Wednesday, September 10, 2008

Painted Into A Corner

The Fannie Mae and Freddie Mac debacle is alternatively hailed as a masterful financial operation, a gun held to the head of the american taxpayer, the result of government intervention in the first place, or the advent of pure american socialism. There is something for everyone in the analyses being offered. To me the issues cut very deeply into the heart of this country's self perception and we best listen carefully to the messages.

The Government Sponsored Enterprises (GSE's) were put in place to enhance the flow of credit to targeted sectors of the economy. Housing, Agriculture and Education were the three areas originally focused on, but education was removed in 1995. In my opinion the one most forward looking for the nation was relinquished. Housing is by far the largest of the GSE's through Fannie Mae, Freddie Mac and the Twelve Federal Home Loan Banks.

In past years we have heard much of the "ownership society." With the encouragement of sloppy central bank policy it became the debt society as individuals acted rationally and borrowed, leveraged, speculated, and lied their way into what they were told time again was the American Dream. Throw in some extra institutional greed as the profits offered by securitizing the billions and billions of mortgage debt and we're ripe.

Every civilized society has concepts of ownership, but also that ownership is earned in some way, not stolen and free market forces should eliminate the "free lunch." The credit bubble that has ensued over the past decade made the lunch look free. Borrowing at 5% with 10%+ annual appreciation in value, make the gain tax free, give a tax deduction for the interest paid and welcome to America's 21st century version of tulip mania.

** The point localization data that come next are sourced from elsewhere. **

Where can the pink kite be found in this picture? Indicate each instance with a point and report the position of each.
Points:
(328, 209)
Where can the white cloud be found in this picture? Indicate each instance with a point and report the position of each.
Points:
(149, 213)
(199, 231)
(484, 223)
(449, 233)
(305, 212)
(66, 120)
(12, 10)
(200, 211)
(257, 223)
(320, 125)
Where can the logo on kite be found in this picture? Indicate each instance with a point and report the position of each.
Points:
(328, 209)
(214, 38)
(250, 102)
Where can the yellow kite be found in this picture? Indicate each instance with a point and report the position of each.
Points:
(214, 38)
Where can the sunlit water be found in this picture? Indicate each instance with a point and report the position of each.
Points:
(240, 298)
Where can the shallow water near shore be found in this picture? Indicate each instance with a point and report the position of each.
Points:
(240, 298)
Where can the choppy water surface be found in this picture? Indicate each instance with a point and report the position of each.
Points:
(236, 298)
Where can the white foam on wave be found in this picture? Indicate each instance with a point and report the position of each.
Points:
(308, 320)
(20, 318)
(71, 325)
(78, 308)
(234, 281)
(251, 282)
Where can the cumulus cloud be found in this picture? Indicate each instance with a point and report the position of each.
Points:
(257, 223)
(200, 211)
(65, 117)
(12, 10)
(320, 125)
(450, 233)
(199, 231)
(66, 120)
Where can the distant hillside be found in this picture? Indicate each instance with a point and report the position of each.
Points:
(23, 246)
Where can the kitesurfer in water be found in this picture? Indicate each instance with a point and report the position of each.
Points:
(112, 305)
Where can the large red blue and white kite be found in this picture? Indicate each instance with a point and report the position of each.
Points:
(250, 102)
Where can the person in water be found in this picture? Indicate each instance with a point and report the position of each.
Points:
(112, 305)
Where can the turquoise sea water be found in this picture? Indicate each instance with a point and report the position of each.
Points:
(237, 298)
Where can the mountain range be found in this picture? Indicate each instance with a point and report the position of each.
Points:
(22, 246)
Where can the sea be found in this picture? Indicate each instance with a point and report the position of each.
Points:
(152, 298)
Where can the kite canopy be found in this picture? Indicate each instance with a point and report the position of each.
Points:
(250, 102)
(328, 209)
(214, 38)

Add a profit motive to coerce and cajol even the least credit worthy into the game, package the loan as a U.S. Government sponsored bond paying better interest rates and every yield hungry pension fund, hedgefund and sovereign wealth fund on the planet lined up at the buffet table. If you had any cajones at all you leveraged it 30:1 and cracked a bottle of Dom Perignon regularly. That is until the law of ever rising residential real estate values was repealed.

The discussion of whether the government should or should not have stepped in with what will end up being over $100 Billion in taxpayer cash is moot. They did. They had to. As the greatest debtor nation in the world, with an insatiable appetite for consumption and no national savings, we live by the willingness of others around the world to trade their savings for our investment paper. After years of at least giving the impression that Fannie Mae paper was "nearly" as good as Treasury bonds to let the institutions fail and take the sizable investments of our creditors like China, Japan, Singapore, Germany and so on fall into a worthless abyss would have taken our word as our bond right with it. When you are an addict, you need that fix.

During the recent political conventions I heard the phrase "addicted to oil," repeatedly and wondered why no one mentioned that oil is small potatoes compared to our addiction to spending beyond our national means. A trillion here, a trillion there, pretty soon it adds up to real money. Given the pervasive problems facing the financial system it is likely there are more shoes to drop and doubtful the political will to offer much more taxpayer money into the hopper.